Question

Backgammon is a board game for two players in which the playing pieces are moved according to the roll of two dice. players win by removing all of their pieces from the board, so it is usually good to roll high numbers. you are playing backgammon with a friend and you roll two 6s in your first roll and two 6s in your second roll. your friend rolls two 3s in his first roll and again in his second row. your friend claims that you are cheating, because rolling double 6s twice in a row is very unlikely. using probability, show that your rolls were just as likely as his.

Answer 1

The rolls of the dice are independent, i.e. the outcome of the second die doesn't depend in any way on the outcome of the first die.

In cases like this, the probability of two events happening one after the other is the multiplication of the probabilities of the two events.
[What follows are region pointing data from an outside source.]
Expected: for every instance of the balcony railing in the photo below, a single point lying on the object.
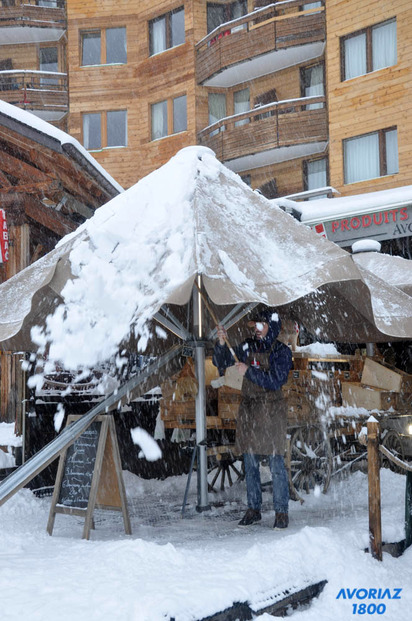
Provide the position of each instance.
(276, 27)
(35, 90)
(35, 13)
(280, 124)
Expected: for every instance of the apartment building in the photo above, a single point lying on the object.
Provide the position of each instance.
(293, 95)
(33, 71)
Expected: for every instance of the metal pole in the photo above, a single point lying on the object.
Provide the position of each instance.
(370, 349)
(408, 510)
(202, 487)
(375, 525)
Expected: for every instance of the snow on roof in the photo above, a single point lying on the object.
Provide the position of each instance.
(34, 122)
(328, 208)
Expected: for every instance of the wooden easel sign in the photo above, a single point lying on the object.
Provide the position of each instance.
(89, 476)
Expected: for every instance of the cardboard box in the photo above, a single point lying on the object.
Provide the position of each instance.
(375, 374)
(356, 395)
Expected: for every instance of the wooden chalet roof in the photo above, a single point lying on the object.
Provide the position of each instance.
(50, 183)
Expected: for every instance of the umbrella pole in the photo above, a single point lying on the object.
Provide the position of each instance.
(202, 486)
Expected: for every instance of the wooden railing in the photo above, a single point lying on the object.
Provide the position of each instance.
(278, 124)
(34, 90)
(35, 13)
(275, 27)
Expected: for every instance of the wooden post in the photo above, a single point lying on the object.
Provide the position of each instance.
(374, 494)
(408, 510)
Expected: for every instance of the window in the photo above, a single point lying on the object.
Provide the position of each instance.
(179, 114)
(315, 174)
(117, 128)
(92, 131)
(372, 155)
(311, 5)
(269, 189)
(263, 99)
(241, 103)
(167, 31)
(116, 52)
(159, 120)
(105, 129)
(168, 117)
(217, 110)
(369, 50)
(218, 14)
(217, 107)
(48, 61)
(104, 47)
(312, 84)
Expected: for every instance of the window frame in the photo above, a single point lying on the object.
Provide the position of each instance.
(103, 46)
(369, 49)
(382, 155)
(228, 10)
(303, 82)
(104, 129)
(168, 30)
(169, 117)
(305, 171)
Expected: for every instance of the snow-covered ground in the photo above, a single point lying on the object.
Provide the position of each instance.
(189, 568)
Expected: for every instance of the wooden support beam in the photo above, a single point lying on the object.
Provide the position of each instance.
(20, 169)
(37, 253)
(48, 217)
(41, 187)
(374, 490)
(4, 180)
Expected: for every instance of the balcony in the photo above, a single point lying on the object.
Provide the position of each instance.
(267, 40)
(269, 134)
(31, 21)
(42, 92)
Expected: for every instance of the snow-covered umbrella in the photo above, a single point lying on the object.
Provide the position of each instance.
(141, 253)
(145, 248)
(394, 270)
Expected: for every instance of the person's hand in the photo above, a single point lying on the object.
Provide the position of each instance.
(241, 367)
(221, 334)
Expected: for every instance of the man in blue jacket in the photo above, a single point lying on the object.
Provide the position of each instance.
(264, 363)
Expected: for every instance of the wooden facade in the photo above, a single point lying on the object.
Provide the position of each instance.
(144, 80)
(46, 190)
(197, 67)
(33, 72)
(373, 101)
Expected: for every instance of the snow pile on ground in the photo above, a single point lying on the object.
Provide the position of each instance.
(189, 568)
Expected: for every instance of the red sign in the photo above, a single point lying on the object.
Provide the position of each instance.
(4, 238)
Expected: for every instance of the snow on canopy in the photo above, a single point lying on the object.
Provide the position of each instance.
(326, 208)
(395, 270)
(146, 246)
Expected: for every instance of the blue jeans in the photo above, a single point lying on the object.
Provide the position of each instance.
(279, 478)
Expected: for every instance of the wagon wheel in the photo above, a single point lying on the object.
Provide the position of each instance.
(309, 460)
(393, 443)
(223, 472)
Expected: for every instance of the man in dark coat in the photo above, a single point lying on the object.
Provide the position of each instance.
(264, 363)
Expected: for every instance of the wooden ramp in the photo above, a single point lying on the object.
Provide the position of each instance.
(131, 389)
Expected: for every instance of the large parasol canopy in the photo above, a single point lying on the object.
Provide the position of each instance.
(129, 273)
(144, 249)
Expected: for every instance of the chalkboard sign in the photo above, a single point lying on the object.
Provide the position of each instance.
(90, 475)
(79, 467)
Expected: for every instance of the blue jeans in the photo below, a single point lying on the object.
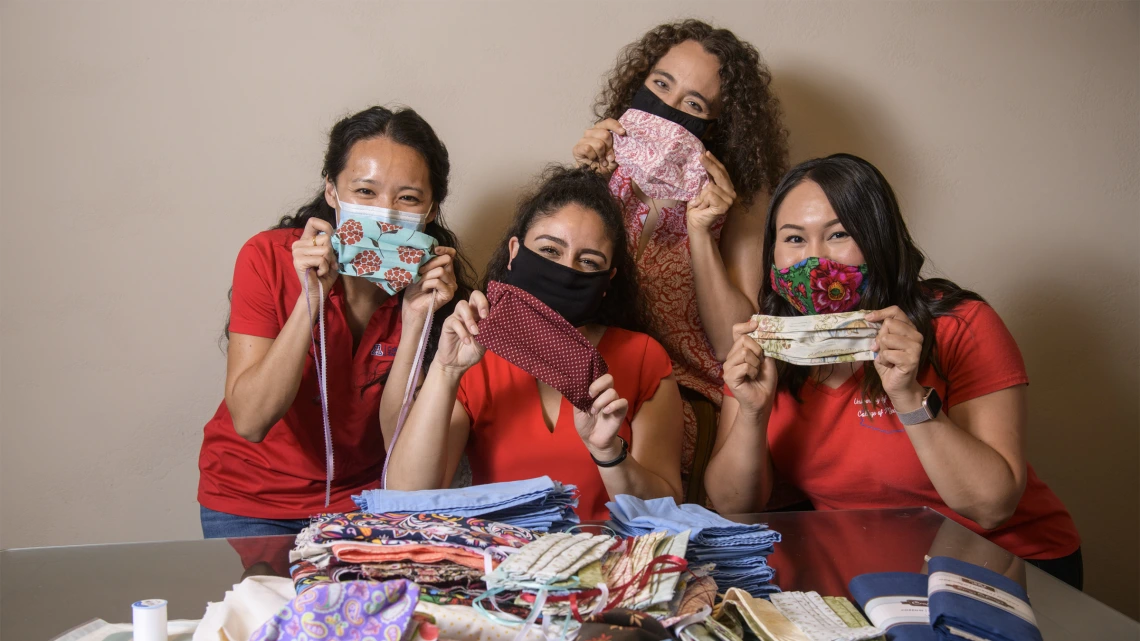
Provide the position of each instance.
(221, 525)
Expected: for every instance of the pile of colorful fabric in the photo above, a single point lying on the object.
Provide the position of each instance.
(446, 557)
(737, 552)
(539, 504)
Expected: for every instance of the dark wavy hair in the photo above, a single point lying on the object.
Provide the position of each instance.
(558, 187)
(405, 127)
(748, 136)
(866, 207)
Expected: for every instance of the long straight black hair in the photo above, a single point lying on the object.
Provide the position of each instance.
(405, 127)
(866, 207)
(558, 187)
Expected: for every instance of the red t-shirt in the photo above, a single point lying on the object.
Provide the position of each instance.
(509, 437)
(283, 477)
(844, 459)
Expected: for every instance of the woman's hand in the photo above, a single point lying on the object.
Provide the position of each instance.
(900, 348)
(715, 197)
(315, 251)
(749, 373)
(599, 427)
(595, 149)
(436, 276)
(457, 349)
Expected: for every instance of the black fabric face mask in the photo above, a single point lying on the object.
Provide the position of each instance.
(576, 295)
(649, 102)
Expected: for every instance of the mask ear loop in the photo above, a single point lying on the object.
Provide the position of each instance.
(320, 363)
(409, 389)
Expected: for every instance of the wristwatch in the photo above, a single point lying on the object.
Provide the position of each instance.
(931, 404)
(625, 452)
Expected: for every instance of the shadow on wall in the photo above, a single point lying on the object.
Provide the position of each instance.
(1080, 446)
(827, 113)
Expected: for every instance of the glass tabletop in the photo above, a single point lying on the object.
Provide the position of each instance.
(46, 591)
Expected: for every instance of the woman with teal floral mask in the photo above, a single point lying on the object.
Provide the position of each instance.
(938, 416)
(326, 310)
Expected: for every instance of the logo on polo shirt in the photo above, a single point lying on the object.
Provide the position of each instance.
(383, 349)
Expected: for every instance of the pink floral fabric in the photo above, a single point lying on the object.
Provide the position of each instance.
(662, 156)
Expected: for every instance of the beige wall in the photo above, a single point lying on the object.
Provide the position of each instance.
(144, 142)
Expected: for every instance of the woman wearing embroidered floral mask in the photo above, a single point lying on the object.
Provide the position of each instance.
(310, 337)
(930, 410)
(691, 134)
(566, 249)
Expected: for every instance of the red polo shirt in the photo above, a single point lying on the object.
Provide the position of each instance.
(845, 457)
(283, 477)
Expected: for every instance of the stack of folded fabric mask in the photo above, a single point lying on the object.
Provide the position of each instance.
(738, 551)
(564, 577)
(959, 600)
(446, 556)
(538, 504)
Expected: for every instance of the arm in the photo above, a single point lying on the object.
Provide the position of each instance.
(437, 429)
(974, 453)
(652, 469)
(262, 375)
(438, 280)
(739, 476)
(726, 277)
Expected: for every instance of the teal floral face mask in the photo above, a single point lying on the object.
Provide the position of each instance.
(820, 285)
(383, 245)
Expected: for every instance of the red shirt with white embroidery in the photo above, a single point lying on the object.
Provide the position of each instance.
(283, 477)
(845, 456)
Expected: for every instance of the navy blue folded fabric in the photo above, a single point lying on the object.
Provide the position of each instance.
(896, 602)
(740, 551)
(979, 602)
(540, 504)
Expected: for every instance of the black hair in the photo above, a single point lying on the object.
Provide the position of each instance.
(558, 187)
(866, 207)
(402, 126)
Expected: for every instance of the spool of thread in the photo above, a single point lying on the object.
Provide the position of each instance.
(149, 619)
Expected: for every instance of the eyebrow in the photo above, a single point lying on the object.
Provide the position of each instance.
(690, 92)
(790, 226)
(404, 188)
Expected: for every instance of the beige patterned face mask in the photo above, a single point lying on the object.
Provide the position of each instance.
(816, 340)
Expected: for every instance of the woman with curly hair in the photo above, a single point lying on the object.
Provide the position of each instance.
(699, 261)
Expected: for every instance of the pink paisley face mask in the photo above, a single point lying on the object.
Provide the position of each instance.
(662, 156)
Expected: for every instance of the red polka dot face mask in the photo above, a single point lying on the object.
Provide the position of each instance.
(536, 339)
(383, 245)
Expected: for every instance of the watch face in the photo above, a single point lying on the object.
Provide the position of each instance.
(934, 403)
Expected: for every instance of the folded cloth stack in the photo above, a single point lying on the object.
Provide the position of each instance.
(446, 556)
(564, 577)
(739, 551)
(539, 504)
(959, 600)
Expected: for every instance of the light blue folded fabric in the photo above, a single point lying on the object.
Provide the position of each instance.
(903, 600)
(537, 503)
(979, 602)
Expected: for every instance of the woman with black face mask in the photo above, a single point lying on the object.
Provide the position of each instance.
(697, 250)
(567, 249)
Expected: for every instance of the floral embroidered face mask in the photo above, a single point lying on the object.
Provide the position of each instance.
(820, 285)
(383, 245)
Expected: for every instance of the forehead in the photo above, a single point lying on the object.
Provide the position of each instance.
(693, 67)
(573, 224)
(805, 204)
(388, 161)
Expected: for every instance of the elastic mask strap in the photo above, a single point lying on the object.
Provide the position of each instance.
(409, 389)
(320, 360)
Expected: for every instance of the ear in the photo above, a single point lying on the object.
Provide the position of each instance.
(513, 249)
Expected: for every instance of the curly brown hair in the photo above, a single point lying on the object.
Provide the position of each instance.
(748, 137)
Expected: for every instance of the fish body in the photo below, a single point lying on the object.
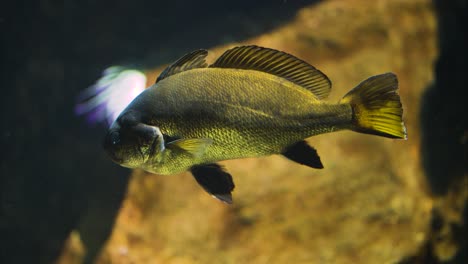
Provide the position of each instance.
(250, 102)
(246, 114)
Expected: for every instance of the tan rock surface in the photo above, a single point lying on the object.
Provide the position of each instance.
(370, 204)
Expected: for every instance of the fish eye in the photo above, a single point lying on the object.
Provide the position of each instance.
(114, 137)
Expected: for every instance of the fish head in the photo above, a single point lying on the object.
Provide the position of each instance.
(131, 143)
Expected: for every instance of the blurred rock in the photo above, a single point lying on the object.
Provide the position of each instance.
(370, 204)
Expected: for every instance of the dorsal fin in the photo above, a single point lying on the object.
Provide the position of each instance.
(192, 60)
(277, 63)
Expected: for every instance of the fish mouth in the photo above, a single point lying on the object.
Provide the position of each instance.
(152, 150)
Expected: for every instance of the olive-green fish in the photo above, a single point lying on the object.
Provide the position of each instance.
(250, 102)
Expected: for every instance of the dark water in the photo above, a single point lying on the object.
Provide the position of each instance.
(53, 170)
(52, 167)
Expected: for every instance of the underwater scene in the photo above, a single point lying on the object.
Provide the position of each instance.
(193, 132)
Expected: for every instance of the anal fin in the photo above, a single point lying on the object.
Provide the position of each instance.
(214, 180)
(304, 154)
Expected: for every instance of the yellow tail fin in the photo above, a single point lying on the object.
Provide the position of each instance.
(377, 107)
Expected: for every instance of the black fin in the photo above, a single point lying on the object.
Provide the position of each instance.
(214, 180)
(304, 154)
(277, 63)
(192, 60)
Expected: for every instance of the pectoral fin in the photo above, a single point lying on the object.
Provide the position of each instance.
(214, 180)
(194, 146)
(304, 154)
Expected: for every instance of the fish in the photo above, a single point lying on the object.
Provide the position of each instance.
(250, 102)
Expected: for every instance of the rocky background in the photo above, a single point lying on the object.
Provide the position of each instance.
(377, 200)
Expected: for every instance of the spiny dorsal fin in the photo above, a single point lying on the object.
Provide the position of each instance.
(277, 63)
(192, 60)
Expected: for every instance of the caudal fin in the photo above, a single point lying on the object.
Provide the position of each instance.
(377, 107)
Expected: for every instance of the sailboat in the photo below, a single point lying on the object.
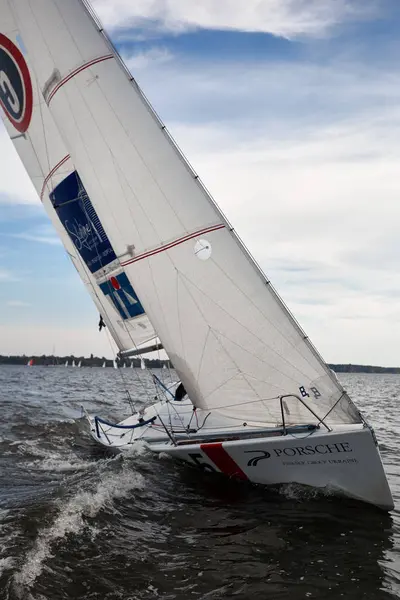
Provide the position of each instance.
(166, 269)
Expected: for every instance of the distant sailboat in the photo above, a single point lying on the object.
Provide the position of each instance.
(166, 269)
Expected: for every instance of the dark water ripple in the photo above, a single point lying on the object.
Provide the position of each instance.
(77, 523)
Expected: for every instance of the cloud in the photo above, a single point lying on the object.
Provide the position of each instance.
(18, 303)
(144, 58)
(42, 234)
(286, 18)
(40, 239)
(6, 276)
(23, 337)
(304, 162)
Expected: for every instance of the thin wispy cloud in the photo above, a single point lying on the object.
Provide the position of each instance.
(286, 18)
(39, 239)
(41, 234)
(7, 276)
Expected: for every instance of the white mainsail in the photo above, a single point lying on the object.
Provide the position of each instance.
(49, 164)
(231, 340)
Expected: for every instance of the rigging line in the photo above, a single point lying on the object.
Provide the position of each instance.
(278, 301)
(76, 71)
(123, 180)
(202, 352)
(268, 348)
(265, 317)
(233, 361)
(178, 308)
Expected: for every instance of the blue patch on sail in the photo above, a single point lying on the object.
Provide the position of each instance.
(121, 293)
(81, 222)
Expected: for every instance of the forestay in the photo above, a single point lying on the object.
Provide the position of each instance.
(51, 169)
(233, 343)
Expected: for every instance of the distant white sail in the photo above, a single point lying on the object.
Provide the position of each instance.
(56, 180)
(233, 343)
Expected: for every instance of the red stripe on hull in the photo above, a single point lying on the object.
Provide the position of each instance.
(223, 460)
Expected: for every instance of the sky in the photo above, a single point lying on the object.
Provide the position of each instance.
(289, 110)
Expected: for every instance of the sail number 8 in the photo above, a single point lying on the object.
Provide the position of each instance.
(316, 393)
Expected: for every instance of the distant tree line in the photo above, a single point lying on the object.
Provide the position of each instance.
(96, 361)
(92, 361)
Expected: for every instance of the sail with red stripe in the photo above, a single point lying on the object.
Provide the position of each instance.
(233, 343)
(56, 179)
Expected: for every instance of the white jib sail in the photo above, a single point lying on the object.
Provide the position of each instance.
(50, 166)
(233, 343)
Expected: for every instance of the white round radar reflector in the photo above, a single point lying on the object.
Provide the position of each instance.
(202, 249)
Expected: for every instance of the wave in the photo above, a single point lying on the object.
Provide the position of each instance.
(73, 519)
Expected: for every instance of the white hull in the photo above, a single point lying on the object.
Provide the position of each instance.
(344, 461)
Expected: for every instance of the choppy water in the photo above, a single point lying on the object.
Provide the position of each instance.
(77, 524)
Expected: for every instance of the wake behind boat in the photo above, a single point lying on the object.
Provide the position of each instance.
(166, 269)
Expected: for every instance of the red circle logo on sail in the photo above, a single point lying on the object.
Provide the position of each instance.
(16, 96)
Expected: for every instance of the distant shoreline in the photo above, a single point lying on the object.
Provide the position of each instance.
(83, 361)
(95, 361)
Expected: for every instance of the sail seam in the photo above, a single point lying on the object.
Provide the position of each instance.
(52, 172)
(172, 244)
(76, 72)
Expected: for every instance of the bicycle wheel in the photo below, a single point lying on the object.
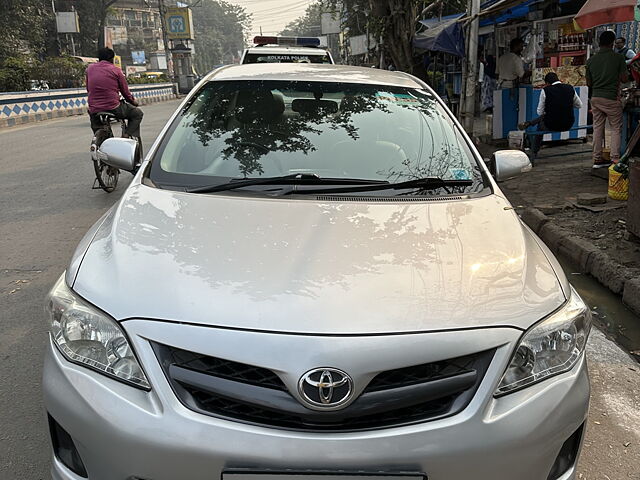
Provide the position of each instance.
(106, 175)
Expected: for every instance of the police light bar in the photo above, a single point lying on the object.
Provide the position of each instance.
(288, 41)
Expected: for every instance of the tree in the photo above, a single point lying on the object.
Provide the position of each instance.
(23, 26)
(220, 33)
(394, 22)
(309, 24)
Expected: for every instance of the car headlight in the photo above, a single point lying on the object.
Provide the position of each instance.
(550, 347)
(87, 336)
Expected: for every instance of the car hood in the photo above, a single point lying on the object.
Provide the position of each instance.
(322, 267)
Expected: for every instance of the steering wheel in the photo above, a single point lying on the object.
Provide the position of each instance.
(257, 146)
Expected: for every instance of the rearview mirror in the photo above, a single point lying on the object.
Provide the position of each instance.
(506, 164)
(119, 153)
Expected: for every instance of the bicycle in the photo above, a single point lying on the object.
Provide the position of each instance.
(106, 175)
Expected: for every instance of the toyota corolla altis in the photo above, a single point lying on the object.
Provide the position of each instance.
(314, 276)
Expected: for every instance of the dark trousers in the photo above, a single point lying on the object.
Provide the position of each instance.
(536, 141)
(125, 110)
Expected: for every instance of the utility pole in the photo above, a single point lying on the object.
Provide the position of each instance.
(472, 68)
(165, 40)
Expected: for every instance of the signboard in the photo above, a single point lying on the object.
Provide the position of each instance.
(179, 23)
(67, 22)
(330, 23)
(132, 69)
(138, 57)
(118, 35)
(158, 61)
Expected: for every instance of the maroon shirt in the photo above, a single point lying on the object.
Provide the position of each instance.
(105, 83)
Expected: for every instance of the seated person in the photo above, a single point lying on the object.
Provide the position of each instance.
(555, 109)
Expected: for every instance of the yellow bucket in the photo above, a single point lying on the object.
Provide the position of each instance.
(618, 186)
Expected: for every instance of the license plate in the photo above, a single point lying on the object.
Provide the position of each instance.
(315, 475)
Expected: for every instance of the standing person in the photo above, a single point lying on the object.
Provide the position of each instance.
(606, 70)
(622, 49)
(555, 109)
(105, 83)
(510, 67)
(489, 84)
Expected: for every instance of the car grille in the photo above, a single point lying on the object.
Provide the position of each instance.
(256, 395)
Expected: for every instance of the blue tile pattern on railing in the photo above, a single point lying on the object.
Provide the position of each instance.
(28, 104)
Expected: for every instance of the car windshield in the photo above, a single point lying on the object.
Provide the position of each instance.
(285, 58)
(253, 129)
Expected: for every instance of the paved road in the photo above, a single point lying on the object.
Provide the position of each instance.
(47, 205)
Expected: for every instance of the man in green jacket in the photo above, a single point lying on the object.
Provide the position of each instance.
(606, 70)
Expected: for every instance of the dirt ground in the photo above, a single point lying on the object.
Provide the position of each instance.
(607, 230)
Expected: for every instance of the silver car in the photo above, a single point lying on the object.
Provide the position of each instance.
(314, 276)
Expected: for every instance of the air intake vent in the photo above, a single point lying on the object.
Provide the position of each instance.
(346, 198)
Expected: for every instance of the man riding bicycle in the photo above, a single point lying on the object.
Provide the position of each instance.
(105, 83)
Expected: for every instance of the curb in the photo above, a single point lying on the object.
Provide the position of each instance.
(587, 257)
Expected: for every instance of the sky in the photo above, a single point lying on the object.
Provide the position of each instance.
(272, 15)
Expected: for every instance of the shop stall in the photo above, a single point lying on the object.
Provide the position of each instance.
(551, 45)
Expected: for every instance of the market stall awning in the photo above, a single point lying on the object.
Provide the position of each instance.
(600, 12)
(445, 36)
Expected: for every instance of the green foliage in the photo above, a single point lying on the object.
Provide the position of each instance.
(393, 21)
(308, 25)
(220, 33)
(23, 26)
(14, 74)
(132, 80)
(60, 72)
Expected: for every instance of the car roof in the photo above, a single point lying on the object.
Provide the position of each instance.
(313, 72)
(275, 49)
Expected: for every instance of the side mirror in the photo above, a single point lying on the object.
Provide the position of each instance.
(506, 164)
(119, 153)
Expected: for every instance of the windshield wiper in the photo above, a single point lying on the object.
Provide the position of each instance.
(427, 183)
(293, 179)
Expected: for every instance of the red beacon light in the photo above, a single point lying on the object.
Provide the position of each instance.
(288, 41)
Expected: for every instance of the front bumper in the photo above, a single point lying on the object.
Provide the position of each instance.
(123, 433)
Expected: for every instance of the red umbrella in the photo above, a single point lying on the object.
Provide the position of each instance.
(603, 12)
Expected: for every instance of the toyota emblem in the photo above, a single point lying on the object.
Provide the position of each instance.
(326, 388)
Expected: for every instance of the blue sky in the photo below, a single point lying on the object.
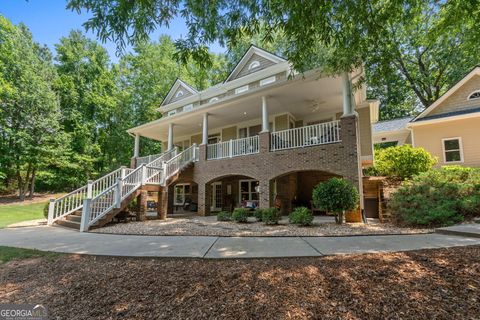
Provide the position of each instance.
(48, 20)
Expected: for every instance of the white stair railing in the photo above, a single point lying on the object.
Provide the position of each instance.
(73, 201)
(317, 134)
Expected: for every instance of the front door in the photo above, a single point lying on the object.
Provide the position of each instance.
(216, 204)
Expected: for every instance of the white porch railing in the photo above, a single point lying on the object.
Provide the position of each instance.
(233, 148)
(322, 133)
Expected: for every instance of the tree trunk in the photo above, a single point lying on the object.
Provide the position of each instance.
(32, 183)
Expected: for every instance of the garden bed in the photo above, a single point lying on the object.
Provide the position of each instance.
(426, 284)
(209, 226)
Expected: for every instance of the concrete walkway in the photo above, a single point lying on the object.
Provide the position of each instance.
(64, 240)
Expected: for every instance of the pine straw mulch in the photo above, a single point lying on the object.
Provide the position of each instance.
(426, 284)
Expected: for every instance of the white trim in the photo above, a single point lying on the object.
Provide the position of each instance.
(241, 89)
(460, 146)
(254, 64)
(475, 71)
(269, 80)
(477, 98)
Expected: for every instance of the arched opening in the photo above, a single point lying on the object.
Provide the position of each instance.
(233, 191)
(294, 189)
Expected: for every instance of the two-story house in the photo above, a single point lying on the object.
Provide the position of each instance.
(264, 137)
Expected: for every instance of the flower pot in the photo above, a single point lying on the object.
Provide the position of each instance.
(353, 216)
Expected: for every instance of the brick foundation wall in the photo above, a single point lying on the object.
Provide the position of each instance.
(337, 158)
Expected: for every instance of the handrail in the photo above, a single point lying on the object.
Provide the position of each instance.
(317, 134)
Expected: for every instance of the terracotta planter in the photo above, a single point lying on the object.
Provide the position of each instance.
(353, 216)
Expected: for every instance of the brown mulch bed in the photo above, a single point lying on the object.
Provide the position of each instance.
(426, 284)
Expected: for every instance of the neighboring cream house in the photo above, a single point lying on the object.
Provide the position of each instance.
(262, 138)
(449, 129)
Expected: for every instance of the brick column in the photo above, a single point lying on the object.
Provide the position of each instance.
(264, 142)
(204, 199)
(162, 203)
(142, 205)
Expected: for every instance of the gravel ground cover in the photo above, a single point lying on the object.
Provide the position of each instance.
(209, 226)
(425, 284)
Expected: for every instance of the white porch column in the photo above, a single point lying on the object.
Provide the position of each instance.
(264, 115)
(205, 129)
(136, 149)
(347, 94)
(170, 136)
So, the probability of rolling two 6s is the multiplication of the probabilities of rolling a six with the first die, and another six with the second:

$P(\text{rolling two 6s}) = P(\text{rolling a 6}) \cdot P(\text{rolling a 6}) = \dfrac{1}{6} \cdot \dfrac{1}{6} = \dfrac{1}{36}$

Similarly,

$P(\text{rolling two 3s}) = P(\text{rolling a 3}) \cdot P(\text{rolling a 3}) = \dfrac{1}{6} \cdot \dfrac{1}{6} = \dfrac{1}{36}$

Actually, you can see that the probability of rolling any ordered couple is always 1/36, since the probability of rolling any number on both dice is 1/6:

$P(\text{rolling any ordered couple}) = P(\text{rolling the first number}) \cdot P(\text{rolling the second number}) = \dfrac{1}{6} \cdot \dfrac{1}{6} = \dfrac{1}{36}$